Dibongkarnya koper hitam yang tergeletak di atas lantai, mencari beberapa pakaian. Dipakainya sebuah kemeja garis-garis lengan pendek berwarna biru dan sebuah celana jeans warna senada. Tidak lupa sebuah jaket berwarna orange dengan aksen hitam di lengannya.

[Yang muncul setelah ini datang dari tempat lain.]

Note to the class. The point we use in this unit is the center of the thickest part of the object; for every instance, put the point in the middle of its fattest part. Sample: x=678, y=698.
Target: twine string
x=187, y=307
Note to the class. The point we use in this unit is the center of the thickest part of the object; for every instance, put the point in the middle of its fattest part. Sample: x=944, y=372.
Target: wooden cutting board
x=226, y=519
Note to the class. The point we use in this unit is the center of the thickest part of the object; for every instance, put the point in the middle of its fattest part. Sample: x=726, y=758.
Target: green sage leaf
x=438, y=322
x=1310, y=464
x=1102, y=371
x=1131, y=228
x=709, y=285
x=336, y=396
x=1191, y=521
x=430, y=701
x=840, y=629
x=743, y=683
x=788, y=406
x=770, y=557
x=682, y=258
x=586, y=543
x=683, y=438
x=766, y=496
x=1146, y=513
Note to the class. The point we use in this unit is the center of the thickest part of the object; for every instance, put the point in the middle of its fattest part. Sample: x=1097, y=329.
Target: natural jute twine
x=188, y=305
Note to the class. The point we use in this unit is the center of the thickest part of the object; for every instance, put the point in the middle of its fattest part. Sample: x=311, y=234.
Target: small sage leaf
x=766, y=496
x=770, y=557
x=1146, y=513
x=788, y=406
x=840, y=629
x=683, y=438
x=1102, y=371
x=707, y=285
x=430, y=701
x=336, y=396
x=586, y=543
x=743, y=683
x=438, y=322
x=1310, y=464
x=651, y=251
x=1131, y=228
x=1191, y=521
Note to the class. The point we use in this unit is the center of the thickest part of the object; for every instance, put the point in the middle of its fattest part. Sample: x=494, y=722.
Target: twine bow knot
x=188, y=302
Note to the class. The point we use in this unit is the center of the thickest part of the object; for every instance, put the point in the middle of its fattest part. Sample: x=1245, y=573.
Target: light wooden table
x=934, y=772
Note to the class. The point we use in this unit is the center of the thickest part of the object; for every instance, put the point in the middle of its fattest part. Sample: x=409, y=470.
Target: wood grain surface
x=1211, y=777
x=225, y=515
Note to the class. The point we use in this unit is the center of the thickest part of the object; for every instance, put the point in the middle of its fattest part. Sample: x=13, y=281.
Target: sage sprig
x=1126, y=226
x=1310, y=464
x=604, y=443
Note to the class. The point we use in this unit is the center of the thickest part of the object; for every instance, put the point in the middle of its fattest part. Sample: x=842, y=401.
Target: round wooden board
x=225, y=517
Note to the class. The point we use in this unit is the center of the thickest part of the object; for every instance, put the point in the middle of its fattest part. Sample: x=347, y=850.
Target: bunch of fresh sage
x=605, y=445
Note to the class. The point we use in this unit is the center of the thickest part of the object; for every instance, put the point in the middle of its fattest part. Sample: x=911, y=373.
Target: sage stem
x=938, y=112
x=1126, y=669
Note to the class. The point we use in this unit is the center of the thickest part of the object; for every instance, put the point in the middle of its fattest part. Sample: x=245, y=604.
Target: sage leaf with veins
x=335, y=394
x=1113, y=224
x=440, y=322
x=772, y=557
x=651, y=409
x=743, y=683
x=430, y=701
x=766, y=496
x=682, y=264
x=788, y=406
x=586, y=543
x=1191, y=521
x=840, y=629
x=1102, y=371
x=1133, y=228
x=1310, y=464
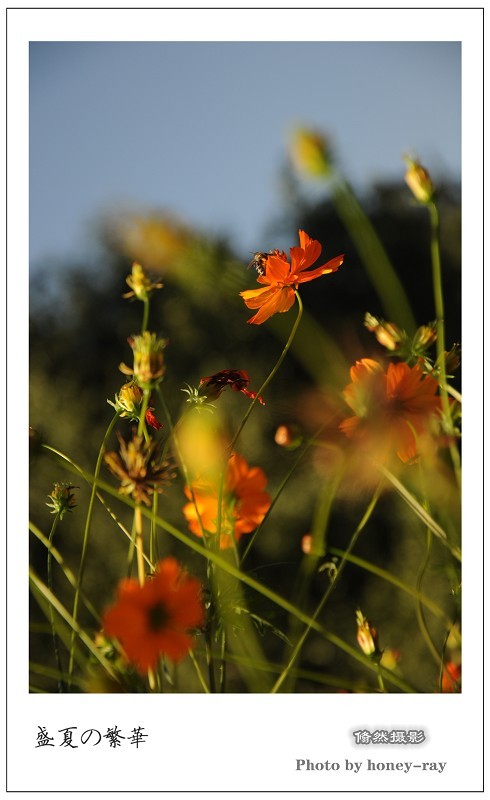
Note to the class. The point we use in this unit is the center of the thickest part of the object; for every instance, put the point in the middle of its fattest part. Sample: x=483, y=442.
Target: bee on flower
x=280, y=278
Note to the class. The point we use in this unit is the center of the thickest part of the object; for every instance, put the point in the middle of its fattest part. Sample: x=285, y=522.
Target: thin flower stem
x=222, y=667
x=142, y=422
x=183, y=465
x=420, y=613
x=420, y=511
x=333, y=584
x=138, y=523
x=375, y=259
x=86, y=535
x=272, y=373
x=146, y=314
x=198, y=672
x=51, y=612
x=66, y=570
x=440, y=342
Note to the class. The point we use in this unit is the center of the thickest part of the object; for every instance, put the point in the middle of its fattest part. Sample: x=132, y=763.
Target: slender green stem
x=86, y=535
x=272, y=373
x=142, y=421
x=420, y=511
x=198, y=672
x=51, y=612
x=440, y=328
x=375, y=259
x=66, y=570
x=329, y=591
x=420, y=613
x=146, y=314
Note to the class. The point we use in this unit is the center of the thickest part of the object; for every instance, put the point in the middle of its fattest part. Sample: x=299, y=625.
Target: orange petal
x=278, y=302
x=325, y=269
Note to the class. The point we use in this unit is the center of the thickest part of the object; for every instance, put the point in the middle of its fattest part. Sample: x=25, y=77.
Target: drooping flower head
x=140, y=468
x=419, y=181
x=281, y=278
x=244, y=502
x=128, y=404
x=394, y=410
x=154, y=620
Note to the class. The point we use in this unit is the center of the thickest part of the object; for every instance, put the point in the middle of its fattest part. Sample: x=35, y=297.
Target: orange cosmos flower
x=154, y=619
x=451, y=677
x=244, y=502
x=394, y=410
x=281, y=278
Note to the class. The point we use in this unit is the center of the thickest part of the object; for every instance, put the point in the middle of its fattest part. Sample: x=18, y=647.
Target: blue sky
x=200, y=129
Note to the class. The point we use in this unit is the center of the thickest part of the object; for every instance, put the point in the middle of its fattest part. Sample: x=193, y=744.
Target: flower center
x=157, y=617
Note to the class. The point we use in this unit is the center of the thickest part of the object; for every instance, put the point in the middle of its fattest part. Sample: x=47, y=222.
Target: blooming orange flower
x=282, y=278
x=154, y=619
x=393, y=409
x=244, y=502
x=451, y=677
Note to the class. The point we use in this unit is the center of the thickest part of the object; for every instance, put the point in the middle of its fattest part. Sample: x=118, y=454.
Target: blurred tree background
x=79, y=329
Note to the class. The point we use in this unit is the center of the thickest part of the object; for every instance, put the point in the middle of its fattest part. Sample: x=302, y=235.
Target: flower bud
x=62, y=499
x=148, y=368
x=424, y=337
x=419, y=181
x=367, y=636
x=310, y=153
x=128, y=401
x=387, y=333
x=142, y=286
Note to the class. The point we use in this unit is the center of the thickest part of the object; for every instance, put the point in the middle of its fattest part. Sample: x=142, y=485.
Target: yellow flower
x=367, y=636
x=142, y=286
x=149, y=367
x=419, y=181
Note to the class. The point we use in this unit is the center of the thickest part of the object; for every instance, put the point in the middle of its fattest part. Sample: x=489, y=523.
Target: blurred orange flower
x=394, y=409
x=282, y=278
x=451, y=677
x=154, y=619
x=244, y=502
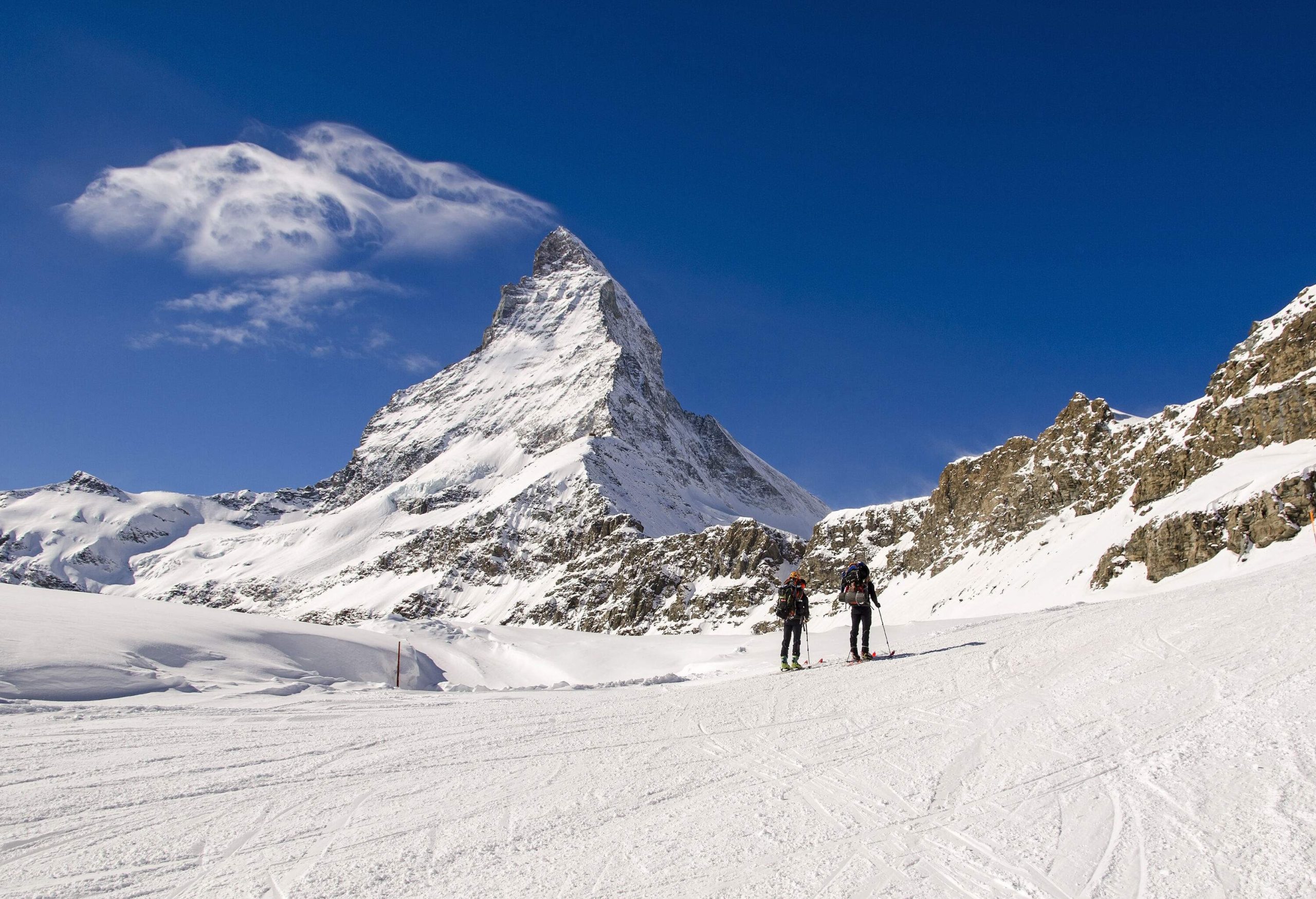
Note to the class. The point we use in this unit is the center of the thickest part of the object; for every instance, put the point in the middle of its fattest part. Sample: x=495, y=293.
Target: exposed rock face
x=671, y=585
x=1093, y=460
x=1177, y=544
x=548, y=477
x=869, y=535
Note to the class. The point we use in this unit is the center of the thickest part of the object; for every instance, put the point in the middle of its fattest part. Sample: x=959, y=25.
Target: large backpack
x=854, y=585
x=785, y=600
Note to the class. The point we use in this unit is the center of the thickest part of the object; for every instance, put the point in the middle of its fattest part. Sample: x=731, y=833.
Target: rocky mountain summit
x=549, y=477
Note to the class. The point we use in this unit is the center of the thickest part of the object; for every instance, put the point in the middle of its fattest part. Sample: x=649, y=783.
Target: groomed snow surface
x=1155, y=745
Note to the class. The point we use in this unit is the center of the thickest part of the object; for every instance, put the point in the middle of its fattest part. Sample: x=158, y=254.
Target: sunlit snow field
x=1145, y=747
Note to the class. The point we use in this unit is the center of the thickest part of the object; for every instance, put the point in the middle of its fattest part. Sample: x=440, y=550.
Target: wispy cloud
x=283, y=311
x=335, y=195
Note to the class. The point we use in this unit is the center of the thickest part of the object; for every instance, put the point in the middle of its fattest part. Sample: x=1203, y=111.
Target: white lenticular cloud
x=342, y=194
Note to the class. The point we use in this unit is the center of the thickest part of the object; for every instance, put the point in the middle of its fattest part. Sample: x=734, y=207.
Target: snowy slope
x=81, y=647
x=1148, y=747
x=1103, y=505
x=470, y=493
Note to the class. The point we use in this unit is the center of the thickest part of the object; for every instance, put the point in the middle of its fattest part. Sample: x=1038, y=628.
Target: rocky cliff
x=1117, y=491
x=549, y=477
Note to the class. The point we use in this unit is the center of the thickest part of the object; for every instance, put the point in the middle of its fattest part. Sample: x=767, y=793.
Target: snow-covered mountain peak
x=569, y=365
x=562, y=250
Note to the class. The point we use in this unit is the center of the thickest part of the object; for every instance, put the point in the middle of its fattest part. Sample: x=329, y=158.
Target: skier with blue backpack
x=793, y=607
x=857, y=592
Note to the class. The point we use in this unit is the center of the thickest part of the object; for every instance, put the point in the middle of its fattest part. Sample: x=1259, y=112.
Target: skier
x=793, y=607
x=857, y=590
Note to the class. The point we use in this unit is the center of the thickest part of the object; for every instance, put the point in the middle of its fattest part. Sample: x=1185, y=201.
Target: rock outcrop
x=1095, y=460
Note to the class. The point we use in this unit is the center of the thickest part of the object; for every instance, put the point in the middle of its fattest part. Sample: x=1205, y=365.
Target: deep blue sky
x=870, y=238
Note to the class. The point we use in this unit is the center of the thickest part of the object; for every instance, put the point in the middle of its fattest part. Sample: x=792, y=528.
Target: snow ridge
x=469, y=493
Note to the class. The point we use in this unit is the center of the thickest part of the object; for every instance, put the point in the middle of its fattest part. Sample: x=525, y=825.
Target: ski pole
x=890, y=652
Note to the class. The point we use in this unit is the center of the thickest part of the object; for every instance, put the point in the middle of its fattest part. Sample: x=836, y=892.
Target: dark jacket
x=870, y=593
x=799, y=607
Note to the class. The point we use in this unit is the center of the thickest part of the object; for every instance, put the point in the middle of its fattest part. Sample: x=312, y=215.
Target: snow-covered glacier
x=476, y=493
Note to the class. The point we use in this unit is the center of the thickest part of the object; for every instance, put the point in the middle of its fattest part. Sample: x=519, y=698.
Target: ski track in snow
x=1153, y=747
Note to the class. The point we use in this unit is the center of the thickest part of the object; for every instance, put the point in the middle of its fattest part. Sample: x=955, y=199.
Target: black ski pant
x=861, y=615
x=791, y=627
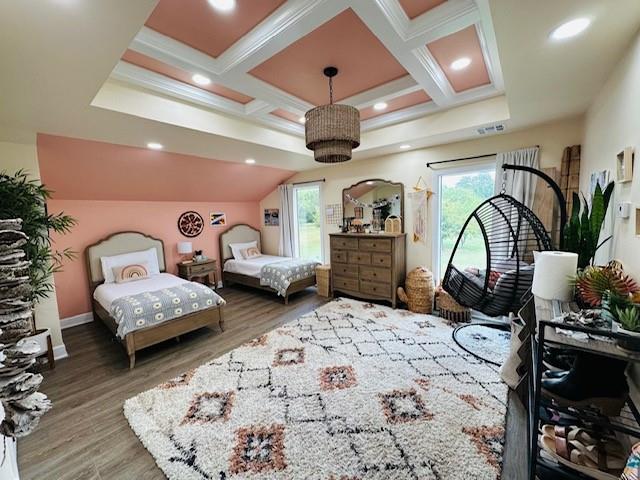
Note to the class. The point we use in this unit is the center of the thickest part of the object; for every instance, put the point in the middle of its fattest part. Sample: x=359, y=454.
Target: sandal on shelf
x=574, y=454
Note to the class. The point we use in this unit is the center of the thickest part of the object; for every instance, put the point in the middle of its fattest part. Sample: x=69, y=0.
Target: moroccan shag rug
x=350, y=391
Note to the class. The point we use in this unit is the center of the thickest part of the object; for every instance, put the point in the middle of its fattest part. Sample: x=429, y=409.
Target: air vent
x=497, y=128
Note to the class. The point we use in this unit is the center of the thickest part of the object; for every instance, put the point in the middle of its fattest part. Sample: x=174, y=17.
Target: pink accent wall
x=99, y=219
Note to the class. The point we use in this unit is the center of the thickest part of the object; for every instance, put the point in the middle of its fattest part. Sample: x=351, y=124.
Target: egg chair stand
x=510, y=233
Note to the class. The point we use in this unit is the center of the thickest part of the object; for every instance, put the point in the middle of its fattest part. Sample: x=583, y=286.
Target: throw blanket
x=279, y=275
x=134, y=312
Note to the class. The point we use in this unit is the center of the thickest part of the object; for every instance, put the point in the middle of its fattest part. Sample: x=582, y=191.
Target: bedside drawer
x=380, y=260
x=359, y=258
x=375, y=244
x=342, y=283
x=344, y=242
x=345, y=270
x=375, y=274
x=339, y=256
x=379, y=289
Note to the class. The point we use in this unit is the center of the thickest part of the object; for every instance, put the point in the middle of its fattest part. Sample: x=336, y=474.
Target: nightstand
x=207, y=270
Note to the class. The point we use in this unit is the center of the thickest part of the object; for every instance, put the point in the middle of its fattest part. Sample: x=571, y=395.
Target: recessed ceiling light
x=223, y=5
x=570, y=28
x=201, y=79
x=461, y=63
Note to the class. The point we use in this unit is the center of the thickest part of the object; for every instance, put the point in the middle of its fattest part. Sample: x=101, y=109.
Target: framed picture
x=271, y=217
x=218, y=219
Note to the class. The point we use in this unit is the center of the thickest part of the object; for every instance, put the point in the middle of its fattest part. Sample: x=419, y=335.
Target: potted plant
x=629, y=325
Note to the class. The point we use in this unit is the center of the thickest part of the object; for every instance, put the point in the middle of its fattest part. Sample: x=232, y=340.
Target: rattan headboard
x=116, y=244
x=238, y=233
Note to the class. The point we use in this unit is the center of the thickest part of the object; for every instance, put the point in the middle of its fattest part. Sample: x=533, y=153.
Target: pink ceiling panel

Ia melirik jam tangannya. Masih jam delapan. Tidak ada salahnya berjalan-jalan sebentar.
...
Hinata baru saja selesai menelepon saat didengarnya seseorang mengetuk pintu kamarnya. Dengan sedikit buru-buru, wanita itu menghampiri pintu. Dilihatnya Naruto tengah berdiri sambil memasukkan kedua tangannya ke dalam jaket.
"Ada apa, Naruto-kun?"
Naruto menggaruk-garuk kepalanya yang tidak gatal.
"Kau sedang sibuk?" tanya Naruto.
"Tidak. Memangnya kenapa, Naruto-kun?"
"Aku bosan. Keberatan kalau aku mengajakmu jalan-jalan?"
Hinata tampak berpikir sebentar. Kemudian mengangguk.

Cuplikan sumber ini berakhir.